In this picture of slow evaporation from deep reservoirs, the vapor would turn into a jet at the surface because it leaks out of small cracks into the vacuum of space, causing a huge increase in pressure as it escapes.
Somewhat contradictory findings came from European scientists working on the Cassini mission.
They did detect salt – not in the plumes directly, but in the ice grains of Saturn’s E-ring, which is primarily believed to be replenished by material from the plumes of Enceladus. The makeup of the E-ring grains was determined through chemical analysis of thousands of high-speed particle hits registered by Cassini. Schneider’s team instead conducted their studies from the Keck observatory in Hawaii and the Anglo-Australian telescope in Australia.
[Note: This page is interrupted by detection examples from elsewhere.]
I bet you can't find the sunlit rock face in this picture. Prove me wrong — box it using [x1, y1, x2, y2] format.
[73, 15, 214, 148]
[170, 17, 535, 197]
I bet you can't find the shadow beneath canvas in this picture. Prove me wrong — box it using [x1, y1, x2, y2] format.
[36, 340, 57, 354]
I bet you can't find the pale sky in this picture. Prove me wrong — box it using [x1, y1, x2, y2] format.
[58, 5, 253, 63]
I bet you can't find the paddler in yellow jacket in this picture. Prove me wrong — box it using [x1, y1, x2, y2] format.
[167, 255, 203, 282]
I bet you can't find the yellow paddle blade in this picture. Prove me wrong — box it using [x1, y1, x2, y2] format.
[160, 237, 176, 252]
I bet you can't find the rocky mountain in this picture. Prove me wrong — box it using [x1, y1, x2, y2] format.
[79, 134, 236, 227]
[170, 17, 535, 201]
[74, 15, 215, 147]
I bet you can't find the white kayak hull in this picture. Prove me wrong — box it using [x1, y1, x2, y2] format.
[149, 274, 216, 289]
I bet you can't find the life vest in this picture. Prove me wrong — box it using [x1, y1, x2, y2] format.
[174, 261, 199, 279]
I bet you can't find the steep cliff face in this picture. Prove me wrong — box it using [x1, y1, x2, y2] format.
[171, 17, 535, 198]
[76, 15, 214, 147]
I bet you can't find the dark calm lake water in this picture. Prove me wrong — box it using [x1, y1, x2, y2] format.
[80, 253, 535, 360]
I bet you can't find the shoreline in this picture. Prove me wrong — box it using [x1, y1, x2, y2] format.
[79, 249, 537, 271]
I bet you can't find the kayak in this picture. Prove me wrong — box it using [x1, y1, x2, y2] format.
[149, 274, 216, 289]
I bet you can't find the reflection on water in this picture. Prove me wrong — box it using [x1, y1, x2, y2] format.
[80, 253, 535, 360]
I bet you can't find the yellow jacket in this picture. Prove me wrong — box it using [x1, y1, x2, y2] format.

Scientists couldn’t immediately explain the differing results, but Schneider didn’t rule out that there might be some sodium in the plumes, while the Cassini scientists said Schneider’s idea of slow release from deep water pockets could work. “We believe that the salty material deep inside Enceladus washed out from rock at the bottom of a liquid layer,” said Frank Postberg, scientist on Cassini’s Cosmic Dust Analyzer at the Max Planck Institute for Nuclear Physics in Heidelberg, Germany, lead author of the Cassini study.